Very few Working Group participants have any real interest or
understanding of the patent system other than to wish it would go
away. The most likely reason a WG participant would have detailed
knowedge is if they were an unwilling participant in a patent
lawsuit or had a proposal shot down because some group of lawyers
objected to the IPR terms (both have happend to me).
The bulk of the opinions expressed might be characterized as
ideological rather than informed. So what we get as a result is not
a useful discussion, its more like a slashdot flamewa
Its not productive discussion, the arguments are entirely
repetative.
I agree with all of this but ...
Eliminating repetative, unproductive arguments is the function of
the charter.
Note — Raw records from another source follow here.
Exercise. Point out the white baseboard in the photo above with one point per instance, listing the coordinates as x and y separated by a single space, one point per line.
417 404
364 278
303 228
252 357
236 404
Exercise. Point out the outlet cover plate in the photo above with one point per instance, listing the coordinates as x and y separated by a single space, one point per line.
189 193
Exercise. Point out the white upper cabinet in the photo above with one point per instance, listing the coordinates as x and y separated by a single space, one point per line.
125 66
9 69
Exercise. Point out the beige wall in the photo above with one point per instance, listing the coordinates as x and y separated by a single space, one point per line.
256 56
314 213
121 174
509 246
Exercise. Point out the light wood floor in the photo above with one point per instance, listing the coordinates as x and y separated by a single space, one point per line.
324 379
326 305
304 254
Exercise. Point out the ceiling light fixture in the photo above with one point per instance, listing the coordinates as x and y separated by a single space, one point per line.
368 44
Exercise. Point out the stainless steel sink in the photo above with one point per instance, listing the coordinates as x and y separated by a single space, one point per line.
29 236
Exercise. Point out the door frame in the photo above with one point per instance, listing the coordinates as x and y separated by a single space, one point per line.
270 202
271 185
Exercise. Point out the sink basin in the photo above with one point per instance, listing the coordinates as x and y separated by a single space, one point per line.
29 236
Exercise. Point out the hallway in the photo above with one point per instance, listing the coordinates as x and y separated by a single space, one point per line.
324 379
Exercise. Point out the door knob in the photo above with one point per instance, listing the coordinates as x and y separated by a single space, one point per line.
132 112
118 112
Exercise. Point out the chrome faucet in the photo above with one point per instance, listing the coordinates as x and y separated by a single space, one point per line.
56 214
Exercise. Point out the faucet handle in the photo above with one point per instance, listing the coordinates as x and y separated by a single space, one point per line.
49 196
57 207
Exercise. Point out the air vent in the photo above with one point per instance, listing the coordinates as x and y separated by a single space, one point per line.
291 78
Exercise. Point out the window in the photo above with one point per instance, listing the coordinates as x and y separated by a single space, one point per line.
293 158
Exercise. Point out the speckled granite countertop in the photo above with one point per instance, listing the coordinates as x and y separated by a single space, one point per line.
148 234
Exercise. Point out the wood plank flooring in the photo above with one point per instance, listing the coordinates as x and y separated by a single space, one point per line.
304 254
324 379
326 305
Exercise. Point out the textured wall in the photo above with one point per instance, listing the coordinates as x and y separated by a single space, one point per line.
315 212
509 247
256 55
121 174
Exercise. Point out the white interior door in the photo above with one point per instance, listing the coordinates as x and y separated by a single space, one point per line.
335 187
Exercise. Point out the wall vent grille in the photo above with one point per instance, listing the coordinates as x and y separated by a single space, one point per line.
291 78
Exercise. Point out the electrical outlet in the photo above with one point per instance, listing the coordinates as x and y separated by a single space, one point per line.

We write charters that rule technical issues such as
designing a new PKI, Web Services transport layer, cryptographic
algorithm, &ct &ct out of scope. So why not rule the IPR question
out of scope at the charter stage unlss there is a specific reason
to beleive that a WG would need to deal with it?
... because as has been stated several times, it is rare that a WG
even knows the dimensions of possible IPR issues before they have got
their ideas sorted out.
Understanding the IPR landscape is one of the things I always try to
do before starting or joining a group. IPR is always a BOF topic. It
is not that we don't discuss in advance. In fact in many cases the
whole raison d'etre for the group is to create an unencumbered
standard to replace a proprietary protocol.
IPR should be discussed at *every* stage. Just because you discuss it
in a BOF doesn't mean you can mandate it out of existence later.
For example, take a look at the Ford-Wienner key management patent
which is due to expire at some point in the not so distant future.
The invention describes a lightweight CRM scheme. I can well imagine
that someone might want to start a working group to produce an
unencumbered CRM protocol based on Ford-Wienner and S/MIME. The
whole point of chartering a group of that type would be to produce a
RANDZ protocol and so it should be stated in the charter.
Or perhaps one that doesn't require a license at all. RANDZ is not
the best outcome ... and yes, you could make statements like that in
the charter (some have), but that doesn't mean a requirement is
appropriate.
I don't think that there are many cases where a non RANDZ IPR clause
is going to fly.
And yet they do, when people choose a slight encumbrance in order to
gain utility within a certain scope of use. It's all about tradeoffs
that can only be made once you know exactly what you're trading.
If we have two technologies on offer, A and B from different parties
I want to be able to set up a bidding war between the parties to
offer the most favorable terms.
Good idea ... but afaict most IPR claimants will want to know clearly
how their IPR intersects with the technology being standardized before
they play. That means you can't do this until late in the process.